The Maroteaux-Lamy syndrome (mucopolysaccharidosis type VI) is a lysosomal storage disease with autosomal recessive inheritance caused by deficiency of the enzyme arylsulfatase B. Severe, intermediate, and mild forms of the disease have been described. The molecular correlate of the clinical heterogeneity is not known at present. To identify the molecular defect in a patient with the intermediate form of the disease, arylsulfatase B mRNA from his fibroblasts was reverse-transcribed, amplified by the polymerase chain reaction, and subcloned.

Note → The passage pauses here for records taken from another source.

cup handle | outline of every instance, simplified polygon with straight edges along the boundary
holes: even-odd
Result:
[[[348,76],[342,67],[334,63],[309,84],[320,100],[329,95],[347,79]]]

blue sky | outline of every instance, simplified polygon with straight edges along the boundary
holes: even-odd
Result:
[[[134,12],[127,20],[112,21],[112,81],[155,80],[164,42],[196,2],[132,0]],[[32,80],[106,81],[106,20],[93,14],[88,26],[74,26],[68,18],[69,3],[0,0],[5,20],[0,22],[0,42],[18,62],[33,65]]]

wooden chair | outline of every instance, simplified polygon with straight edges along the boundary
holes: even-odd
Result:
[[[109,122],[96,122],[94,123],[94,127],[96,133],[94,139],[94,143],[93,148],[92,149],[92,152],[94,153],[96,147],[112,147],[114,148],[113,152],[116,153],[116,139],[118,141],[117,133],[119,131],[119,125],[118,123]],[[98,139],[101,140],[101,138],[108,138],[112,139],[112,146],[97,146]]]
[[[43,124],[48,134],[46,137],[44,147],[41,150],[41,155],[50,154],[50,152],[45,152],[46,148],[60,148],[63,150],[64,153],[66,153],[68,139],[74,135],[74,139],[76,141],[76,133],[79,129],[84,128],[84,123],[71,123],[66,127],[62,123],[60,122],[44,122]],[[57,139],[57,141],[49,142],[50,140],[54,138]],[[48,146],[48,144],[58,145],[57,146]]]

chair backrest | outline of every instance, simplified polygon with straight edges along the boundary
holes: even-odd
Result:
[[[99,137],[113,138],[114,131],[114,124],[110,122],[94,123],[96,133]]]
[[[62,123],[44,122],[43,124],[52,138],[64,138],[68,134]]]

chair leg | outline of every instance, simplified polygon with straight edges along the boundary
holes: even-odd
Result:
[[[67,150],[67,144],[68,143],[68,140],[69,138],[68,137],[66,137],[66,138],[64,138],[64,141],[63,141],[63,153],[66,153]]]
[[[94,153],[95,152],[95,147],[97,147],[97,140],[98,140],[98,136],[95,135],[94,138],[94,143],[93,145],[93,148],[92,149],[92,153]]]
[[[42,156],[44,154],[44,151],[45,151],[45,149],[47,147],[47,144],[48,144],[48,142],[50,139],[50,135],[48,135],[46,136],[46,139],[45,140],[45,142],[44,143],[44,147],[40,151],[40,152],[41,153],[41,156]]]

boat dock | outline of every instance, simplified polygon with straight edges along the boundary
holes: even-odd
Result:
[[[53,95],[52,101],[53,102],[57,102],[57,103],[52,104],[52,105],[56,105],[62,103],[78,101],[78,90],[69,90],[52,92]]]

Three point mutations were detected by DNA sequence analysis, two of which, a silent A to G transition at nucleotide 1191 and a G to A transition at nucleotide 1126 resulting in a methionine for valine 376 substitution, were polymorphisms. A G to T transversion at nucleotide 410 causing a valine for glycine 137 substitution (G137V) was identified as the mutation underlying the Maroteaux-Lamy phenotype of the patient, who was homozygous for the allele. The kinetic parameters of the mutant arylsulfatase B enzyme toward a radiolabeled trisaccharide substrate were normal excluding an alteration of the active site. The G137V mutation did not affect the synthesis but severely reduced the stability of the arylsulfatase B precursor. While the wild type precursor is converted by limited proteolysis in late endosomes or lysosomes to a mature form, the majority of the mutant precursor was degraded presumably in a compartment proximal to the trans Golgi network and only a small amount escaped to the lysosomes accounting for the low residual enzyme activity in fibroblasts of a patient with the juvenile form of the disease.[1]